Last Monday the Office of Inspector General of Health & Human Services posted a hair-raising report. “Questionable Billing for Medicaid Pediatric Services in California” raises alarming questions about the billing practices and service quality of some of that state’s dentists—especially those working for dental chains.
The report spotlights 329 dentists and six orthodontists who billed California Medicaid improbably large amounts—amounts so large as to suggest that the practitioners were either billing for services not performed or performing unnecessary services on vast numbers of children.
Overall, California dentists average 24 Medicaid pediatric services a day, but the OIG found that 229 of them claimed nearly three times that number. Two of them claimed 500 services a day—one of them 862. One claimed over 1,000 services on each of 97 days. On one day he claimed 1,658—or 70 times the average for all dentists. The report observes that even if each of those services took only five minutes, the dentist put in a 138-hour day–a pretty long day by anyone’s standard.

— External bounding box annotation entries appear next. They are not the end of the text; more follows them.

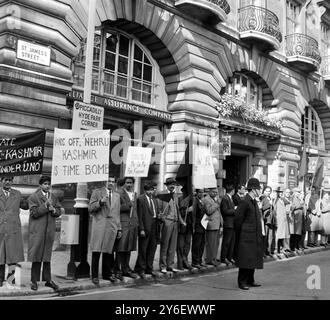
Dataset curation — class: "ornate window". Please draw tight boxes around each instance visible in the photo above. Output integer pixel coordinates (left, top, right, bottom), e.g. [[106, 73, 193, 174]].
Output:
[[301, 106, 325, 150], [221, 73, 262, 108], [73, 29, 167, 109]]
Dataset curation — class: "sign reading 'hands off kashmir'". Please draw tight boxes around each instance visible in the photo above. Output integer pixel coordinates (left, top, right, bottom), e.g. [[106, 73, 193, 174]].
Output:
[[52, 128, 110, 184], [125, 147, 152, 177]]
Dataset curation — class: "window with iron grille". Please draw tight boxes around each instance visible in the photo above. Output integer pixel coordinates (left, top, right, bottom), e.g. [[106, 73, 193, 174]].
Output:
[[301, 106, 325, 150], [73, 30, 166, 109]]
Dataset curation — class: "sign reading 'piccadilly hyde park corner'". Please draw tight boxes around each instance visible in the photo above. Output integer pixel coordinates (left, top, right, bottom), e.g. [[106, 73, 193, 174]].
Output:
[[0, 130, 46, 176], [68, 90, 172, 122]]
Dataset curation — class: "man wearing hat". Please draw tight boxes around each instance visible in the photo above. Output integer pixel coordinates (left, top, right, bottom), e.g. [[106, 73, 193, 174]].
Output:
[[135, 182, 158, 279], [234, 178, 265, 290], [28, 176, 64, 290], [157, 178, 185, 273]]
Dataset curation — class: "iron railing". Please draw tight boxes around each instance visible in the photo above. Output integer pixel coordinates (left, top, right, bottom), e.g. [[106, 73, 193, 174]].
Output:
[[285, 33, 321, 63], [321, 56, 330, 76], [238, 6, 282, 42], [208, 0, 230, 14]]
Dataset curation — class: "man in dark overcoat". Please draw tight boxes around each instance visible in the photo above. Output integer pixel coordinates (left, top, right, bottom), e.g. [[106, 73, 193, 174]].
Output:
[[220, 185, 236, 265], [134, 183, 159, 279], [0, 177, 29, 287], [234, 178, 265, 290], [89, 175, 121, 284], [115, 177, 139, 280], [28, 176, 64, 290]]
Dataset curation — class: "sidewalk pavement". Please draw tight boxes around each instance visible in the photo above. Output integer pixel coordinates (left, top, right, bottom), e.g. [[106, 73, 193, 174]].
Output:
[[0, 242, 330, 299]]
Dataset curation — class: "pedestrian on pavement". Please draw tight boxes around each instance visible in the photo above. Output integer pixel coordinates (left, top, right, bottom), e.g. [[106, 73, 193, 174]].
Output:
[[176, 186, 194, 270], [234, 178, 265, 290], [283, 188, 292, 252], [220, 184, 236, 266], [260, 186, 276, 256], [115, 177, 139, 280], [305, 186, 320, 247], [289, 187, 305, 253], [134, 182, 159, 279], [0, 177, 29, 287], [191, 189, 206, 269], [233, 184, 246, 206], [89, 175, 122, 284], [157, 178, 185, 274], [203, 188, 223, 266], [28, 176, 64, 290], [274, 187, 290, 253]]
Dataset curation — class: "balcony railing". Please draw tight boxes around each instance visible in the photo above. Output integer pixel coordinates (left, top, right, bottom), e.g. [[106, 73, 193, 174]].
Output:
[[321, 56, 330, 80], [175, 0, 230, 24], [286, 33, 321, 71], [238, 6, 282, 49]]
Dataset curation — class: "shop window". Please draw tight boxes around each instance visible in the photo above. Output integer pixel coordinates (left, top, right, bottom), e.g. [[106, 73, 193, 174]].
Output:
[[221, 73, 262, 108], [73, 30, 167, 109], [301, 106, 325, 150]]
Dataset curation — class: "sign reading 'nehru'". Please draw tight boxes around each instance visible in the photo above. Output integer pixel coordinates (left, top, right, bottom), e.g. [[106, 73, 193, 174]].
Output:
[[0, 130, 46, 176], [52, 128, 110, 184]]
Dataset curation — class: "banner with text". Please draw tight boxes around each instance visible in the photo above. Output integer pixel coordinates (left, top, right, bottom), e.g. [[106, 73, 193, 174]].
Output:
[[0, 130, 46, 176], [125, 146, 152, 177], [52, 128, 110, 184], [192, 145, 217, 189]]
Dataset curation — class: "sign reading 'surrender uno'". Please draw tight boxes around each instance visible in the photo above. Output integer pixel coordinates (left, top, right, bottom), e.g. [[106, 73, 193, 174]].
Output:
[[68, 90, 172, 122], [0, 130, 46, 176], [17, 39, 50, 66]]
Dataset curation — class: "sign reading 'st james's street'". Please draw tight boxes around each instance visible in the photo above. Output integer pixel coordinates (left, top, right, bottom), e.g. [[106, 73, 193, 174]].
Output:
[[0, 130, 46, 176]]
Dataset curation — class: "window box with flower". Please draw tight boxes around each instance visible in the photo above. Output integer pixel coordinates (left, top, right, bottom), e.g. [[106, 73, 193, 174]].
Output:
[[216, 93, 282, 132]]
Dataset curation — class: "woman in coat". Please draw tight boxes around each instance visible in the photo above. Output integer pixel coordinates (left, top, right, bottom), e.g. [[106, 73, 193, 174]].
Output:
[[274, 188, 290, 253], [235, 178, 265, 290], [89, 176, 121, 284], [0, 177, 29, 287], [28, 176, 64, 290]]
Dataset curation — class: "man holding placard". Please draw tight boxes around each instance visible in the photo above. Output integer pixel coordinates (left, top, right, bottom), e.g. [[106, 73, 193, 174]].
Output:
[[115, 177, 138, 280], [89, 175, 121, 284]]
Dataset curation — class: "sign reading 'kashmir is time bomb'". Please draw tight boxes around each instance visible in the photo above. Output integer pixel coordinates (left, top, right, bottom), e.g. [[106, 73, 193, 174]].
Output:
[[0, 130, 46, 176], [52, 128, 110, 184]]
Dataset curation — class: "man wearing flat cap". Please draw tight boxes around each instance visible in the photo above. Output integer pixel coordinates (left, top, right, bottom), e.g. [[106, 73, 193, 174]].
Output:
[[157, 178, 185, 273], [234, 178, 265, 290]]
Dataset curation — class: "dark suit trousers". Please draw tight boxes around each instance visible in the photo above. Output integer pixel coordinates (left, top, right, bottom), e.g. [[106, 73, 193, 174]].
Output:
[[92, 252, 115, 279], [31, 261, 52, 282], [134, 218, 158, 273], [205, 230, 220, 263], [191, 232, 205, 265], [176, 225, 192, 269], [237, 268, 255, 286], [220, 228, 235, 262], [115, 251, 131, 274]]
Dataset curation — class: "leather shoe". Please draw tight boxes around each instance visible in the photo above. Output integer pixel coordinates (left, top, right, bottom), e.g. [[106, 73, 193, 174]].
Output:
[[31, 282, 38, 291], [123, 271, 137, 279], [116, 273, 124, 281], [238, 284, 250, 290], [248, 282, 261, 287], [45, 280, 58, 291]]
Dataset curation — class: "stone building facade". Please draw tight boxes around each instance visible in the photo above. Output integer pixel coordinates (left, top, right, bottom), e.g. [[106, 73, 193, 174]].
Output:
[[0, 0, 330, 202]]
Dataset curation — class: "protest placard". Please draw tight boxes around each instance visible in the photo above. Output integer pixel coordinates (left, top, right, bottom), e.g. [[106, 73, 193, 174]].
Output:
[[192, 145, 217, 189], [125, 147, 152, 177], [52, 128, 110, 184], [0, 130, 46, 176]]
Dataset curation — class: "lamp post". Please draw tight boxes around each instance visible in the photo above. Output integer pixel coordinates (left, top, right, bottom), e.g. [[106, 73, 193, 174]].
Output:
[[67, 0, 97, 279]]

Perhaps most troubling finding is the number of services claimed for individual children. One dentist, for example, claimed to have performed 11 baby root canals on a single 4-year-old. Six dentists reported baby root canals on over half the children they saw—one on 68%.
A reader comes away from the report hoping that the dentists didn’t actually perform the reported services, because fraudulent billing is a lesser sin than subjecting innocent children to unnecessary dental work.